The diagnostic significance of blood-derived circRNAs in NSCLC: Systematic review and meta-analysis

Background: Using blood-derived circular RNAs (circRNAs) may be an efficient tool for noninvasive fluid biopsy in diagnosing non-small cell lung cancer (NSCLC). However, no relevant systemic meta-analysis has been conducted so far to support the diagnostic value of using blood-derived circRNAs in NSCLC clinically. The aim of this study is to clarify the issue through a meta-analysis.

Methods: A systematic search strategy was used to search relevant literature in the databases of PubMed, Web of Science, and Cochrane Library from 2017 to 2022. The relationship between the diagnostic accuracy of circRNAs and NSCLC was analyzed. For the purpose of evaluating the quality of the literature, Quality Assessment of Diagnostic Accuracy Studies-2 (QUADAS-2) was used. Statistical analyses were assessed using Stata software (version 17.0) and META-DISC (version 1.4).

Results: The meta-analysis included 1,093 patients with NSCLC and 959 controls.

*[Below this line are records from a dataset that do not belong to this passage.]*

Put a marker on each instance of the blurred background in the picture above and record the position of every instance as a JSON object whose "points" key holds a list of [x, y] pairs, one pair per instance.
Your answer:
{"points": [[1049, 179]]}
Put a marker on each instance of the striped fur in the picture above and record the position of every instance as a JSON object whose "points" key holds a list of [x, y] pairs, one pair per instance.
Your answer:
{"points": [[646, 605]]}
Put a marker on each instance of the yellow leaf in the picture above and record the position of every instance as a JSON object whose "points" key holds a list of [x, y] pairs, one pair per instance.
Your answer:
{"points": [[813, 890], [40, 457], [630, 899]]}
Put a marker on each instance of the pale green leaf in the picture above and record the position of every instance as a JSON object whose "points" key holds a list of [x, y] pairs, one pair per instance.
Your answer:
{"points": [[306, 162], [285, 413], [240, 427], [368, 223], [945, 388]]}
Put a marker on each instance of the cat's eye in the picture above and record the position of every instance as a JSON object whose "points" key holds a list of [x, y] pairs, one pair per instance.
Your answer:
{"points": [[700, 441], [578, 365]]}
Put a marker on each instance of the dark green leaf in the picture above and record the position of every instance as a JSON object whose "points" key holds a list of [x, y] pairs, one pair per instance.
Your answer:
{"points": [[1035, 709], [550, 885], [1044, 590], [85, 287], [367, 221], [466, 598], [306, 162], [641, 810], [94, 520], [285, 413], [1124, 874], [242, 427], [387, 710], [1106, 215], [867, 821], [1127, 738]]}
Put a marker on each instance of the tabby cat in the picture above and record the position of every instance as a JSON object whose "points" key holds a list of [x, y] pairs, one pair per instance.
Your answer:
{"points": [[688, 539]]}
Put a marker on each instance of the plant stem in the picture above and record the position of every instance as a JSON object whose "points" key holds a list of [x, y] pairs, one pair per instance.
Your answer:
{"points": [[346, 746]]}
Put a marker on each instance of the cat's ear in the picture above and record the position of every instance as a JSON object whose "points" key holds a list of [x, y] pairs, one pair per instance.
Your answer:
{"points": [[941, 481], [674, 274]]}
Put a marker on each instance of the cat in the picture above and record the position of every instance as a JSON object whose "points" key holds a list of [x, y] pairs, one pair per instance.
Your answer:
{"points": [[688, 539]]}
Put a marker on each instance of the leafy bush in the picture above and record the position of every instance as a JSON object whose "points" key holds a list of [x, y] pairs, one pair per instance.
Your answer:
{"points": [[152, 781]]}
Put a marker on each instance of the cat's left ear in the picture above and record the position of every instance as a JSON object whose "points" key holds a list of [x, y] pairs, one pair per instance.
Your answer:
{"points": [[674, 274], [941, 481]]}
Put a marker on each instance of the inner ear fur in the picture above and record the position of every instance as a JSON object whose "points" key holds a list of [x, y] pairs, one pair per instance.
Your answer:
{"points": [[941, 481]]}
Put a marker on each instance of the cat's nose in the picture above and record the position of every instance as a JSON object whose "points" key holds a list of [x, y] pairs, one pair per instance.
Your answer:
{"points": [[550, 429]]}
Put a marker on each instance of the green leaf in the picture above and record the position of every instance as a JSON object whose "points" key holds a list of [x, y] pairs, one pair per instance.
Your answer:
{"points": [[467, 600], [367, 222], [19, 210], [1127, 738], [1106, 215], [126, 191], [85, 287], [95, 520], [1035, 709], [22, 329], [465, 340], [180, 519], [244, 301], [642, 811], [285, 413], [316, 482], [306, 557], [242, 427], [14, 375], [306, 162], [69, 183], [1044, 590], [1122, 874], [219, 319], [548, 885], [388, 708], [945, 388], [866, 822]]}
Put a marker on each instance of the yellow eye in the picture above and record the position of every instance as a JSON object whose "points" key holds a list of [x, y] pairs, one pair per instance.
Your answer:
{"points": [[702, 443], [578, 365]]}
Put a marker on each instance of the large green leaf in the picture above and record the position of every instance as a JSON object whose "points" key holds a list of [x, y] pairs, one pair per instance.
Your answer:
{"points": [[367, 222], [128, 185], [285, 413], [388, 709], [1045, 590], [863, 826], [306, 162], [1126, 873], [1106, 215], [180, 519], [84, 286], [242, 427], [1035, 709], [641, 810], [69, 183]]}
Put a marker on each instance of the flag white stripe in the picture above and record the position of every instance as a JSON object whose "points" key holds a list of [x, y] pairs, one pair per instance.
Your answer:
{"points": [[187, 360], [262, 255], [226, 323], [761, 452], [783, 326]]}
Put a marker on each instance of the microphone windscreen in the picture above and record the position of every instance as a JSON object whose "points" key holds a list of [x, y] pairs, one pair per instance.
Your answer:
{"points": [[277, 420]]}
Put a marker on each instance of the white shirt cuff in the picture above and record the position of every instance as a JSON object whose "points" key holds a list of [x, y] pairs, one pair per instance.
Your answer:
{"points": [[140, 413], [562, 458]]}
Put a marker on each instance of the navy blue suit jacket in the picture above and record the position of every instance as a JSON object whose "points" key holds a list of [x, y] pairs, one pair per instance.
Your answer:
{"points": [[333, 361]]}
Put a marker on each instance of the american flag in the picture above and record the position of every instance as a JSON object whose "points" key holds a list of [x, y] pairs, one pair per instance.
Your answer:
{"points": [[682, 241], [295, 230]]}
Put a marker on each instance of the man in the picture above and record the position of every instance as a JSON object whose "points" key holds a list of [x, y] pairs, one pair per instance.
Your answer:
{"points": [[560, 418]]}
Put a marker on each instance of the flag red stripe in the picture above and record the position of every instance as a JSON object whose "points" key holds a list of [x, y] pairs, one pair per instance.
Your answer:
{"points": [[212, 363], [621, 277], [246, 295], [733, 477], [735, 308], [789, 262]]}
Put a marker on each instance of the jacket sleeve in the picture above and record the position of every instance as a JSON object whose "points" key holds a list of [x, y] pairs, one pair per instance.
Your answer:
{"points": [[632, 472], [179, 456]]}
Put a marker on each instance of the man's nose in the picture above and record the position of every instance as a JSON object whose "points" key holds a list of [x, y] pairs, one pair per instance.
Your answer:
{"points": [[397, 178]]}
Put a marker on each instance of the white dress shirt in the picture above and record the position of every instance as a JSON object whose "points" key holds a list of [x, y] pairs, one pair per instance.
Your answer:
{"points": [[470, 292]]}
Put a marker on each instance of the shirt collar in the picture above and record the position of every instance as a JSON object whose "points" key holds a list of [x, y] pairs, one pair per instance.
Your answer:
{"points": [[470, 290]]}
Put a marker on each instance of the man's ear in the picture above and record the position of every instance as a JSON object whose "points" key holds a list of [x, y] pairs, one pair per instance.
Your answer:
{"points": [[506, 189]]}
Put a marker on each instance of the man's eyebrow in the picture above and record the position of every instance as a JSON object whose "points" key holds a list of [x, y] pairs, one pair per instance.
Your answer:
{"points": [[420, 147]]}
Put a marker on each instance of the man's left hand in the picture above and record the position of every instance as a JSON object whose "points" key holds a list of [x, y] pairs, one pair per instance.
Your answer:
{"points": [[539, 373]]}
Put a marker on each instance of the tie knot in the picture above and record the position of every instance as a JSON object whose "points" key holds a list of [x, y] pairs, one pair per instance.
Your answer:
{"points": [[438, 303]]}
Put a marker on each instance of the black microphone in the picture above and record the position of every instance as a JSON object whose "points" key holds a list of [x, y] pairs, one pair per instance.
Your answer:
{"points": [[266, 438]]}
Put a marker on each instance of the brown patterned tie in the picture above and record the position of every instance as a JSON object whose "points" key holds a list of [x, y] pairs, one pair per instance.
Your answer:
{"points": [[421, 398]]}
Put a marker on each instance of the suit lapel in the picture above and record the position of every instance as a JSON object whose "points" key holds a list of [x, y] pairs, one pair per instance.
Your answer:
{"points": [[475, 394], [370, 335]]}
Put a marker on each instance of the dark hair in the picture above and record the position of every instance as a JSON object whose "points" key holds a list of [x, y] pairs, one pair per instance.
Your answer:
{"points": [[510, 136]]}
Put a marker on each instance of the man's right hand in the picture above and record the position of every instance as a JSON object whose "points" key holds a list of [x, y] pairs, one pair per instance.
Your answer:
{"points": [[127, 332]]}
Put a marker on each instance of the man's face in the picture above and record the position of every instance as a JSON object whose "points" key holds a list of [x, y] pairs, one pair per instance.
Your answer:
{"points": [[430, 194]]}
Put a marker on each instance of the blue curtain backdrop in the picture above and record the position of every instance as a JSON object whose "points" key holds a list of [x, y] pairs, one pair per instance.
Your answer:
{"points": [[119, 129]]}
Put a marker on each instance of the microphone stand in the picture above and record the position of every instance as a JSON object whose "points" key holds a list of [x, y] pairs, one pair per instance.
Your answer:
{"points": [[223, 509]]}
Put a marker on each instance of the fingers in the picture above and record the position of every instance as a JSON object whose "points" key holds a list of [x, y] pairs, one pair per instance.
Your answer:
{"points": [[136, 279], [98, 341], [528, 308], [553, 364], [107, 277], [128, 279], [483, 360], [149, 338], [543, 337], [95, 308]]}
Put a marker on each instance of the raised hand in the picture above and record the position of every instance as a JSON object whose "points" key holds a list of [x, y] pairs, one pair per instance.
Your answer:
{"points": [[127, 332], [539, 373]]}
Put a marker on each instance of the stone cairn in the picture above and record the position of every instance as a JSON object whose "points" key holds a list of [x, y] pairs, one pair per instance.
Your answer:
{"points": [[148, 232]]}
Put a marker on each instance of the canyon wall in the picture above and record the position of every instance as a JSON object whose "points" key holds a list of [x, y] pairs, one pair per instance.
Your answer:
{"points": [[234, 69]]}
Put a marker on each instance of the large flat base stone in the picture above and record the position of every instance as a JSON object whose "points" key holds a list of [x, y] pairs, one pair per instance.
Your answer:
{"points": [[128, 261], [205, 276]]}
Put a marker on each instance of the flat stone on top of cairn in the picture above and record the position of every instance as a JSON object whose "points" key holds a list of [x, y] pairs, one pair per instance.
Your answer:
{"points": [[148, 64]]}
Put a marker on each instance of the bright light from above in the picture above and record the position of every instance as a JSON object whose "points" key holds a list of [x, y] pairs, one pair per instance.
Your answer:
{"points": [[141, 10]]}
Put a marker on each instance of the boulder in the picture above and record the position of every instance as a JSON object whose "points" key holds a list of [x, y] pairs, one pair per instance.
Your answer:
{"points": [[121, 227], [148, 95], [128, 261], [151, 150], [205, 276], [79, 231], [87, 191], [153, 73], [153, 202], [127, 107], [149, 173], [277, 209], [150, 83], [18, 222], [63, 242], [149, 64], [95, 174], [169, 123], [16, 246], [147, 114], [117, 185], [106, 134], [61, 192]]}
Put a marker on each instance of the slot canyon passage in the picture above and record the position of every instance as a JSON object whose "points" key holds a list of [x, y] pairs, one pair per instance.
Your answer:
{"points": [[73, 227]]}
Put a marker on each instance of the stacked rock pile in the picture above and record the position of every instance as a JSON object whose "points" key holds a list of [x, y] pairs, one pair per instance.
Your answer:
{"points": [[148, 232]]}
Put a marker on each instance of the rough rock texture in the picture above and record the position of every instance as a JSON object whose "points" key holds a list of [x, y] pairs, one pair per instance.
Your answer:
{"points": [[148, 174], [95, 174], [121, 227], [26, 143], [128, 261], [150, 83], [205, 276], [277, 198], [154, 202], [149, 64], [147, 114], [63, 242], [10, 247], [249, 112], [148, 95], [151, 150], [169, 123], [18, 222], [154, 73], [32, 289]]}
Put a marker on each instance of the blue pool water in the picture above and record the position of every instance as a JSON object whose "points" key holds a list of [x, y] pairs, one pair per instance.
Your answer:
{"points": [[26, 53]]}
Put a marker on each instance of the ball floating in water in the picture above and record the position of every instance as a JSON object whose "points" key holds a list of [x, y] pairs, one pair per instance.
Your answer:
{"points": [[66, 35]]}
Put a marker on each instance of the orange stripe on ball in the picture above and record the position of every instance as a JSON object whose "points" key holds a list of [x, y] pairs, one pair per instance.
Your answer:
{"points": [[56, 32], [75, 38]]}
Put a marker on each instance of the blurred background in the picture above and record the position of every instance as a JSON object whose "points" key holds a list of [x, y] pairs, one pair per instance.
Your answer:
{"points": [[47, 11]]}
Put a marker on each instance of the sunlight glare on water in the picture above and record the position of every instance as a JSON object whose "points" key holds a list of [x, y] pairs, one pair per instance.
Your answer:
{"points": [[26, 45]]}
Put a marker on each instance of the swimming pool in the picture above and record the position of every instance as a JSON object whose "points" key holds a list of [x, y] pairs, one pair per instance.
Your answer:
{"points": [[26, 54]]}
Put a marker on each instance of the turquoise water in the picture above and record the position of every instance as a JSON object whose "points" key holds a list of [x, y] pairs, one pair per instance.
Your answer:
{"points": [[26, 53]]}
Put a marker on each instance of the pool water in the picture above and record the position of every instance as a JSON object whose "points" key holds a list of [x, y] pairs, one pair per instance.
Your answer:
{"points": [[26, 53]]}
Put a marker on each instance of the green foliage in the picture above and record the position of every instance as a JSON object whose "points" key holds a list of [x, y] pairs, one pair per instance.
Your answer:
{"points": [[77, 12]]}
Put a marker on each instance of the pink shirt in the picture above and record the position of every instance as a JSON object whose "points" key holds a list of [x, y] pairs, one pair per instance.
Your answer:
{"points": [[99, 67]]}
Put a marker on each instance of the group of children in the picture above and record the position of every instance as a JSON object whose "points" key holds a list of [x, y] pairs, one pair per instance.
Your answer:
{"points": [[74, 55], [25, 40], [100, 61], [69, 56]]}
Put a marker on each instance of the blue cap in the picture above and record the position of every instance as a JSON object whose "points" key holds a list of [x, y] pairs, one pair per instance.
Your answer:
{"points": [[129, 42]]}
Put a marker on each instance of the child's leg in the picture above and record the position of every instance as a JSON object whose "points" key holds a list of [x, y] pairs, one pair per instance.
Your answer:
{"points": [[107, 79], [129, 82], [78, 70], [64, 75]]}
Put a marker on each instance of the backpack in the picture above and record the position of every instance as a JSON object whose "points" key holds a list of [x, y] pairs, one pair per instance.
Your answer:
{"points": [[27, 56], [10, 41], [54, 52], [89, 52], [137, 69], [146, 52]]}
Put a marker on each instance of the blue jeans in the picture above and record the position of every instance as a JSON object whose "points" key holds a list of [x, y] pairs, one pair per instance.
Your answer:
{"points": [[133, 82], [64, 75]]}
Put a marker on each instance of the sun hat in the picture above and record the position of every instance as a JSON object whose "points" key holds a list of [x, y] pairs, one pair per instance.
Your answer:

Results are as follows: pooled sensitivity, 0.78 (95% CI = 0.71–0.83, I² = 71.86); pooled specificity, 0.76 (95% CI = 0.70–0.82, I² = 70.12); pooled positive likelihood ratio (PLR), 3.3 (95% CI = 2.6–4.2, I² = 37.56); pooled negative likelihood ratio (NLR), 0.29 (95% CI = 0.23–0.37, I² = 64.67); diagnostic odds ratio (DOR), 11.42 (95% CI = 7.88–16.56, I² = 99.05); area under the receiver operating characteristic curve (AUC), 0.84 (95% CI = 0.80–0.87). Based on the subgroup analysis, it appears that the heterogeneity is primarily caused by the NSCLC subgroup.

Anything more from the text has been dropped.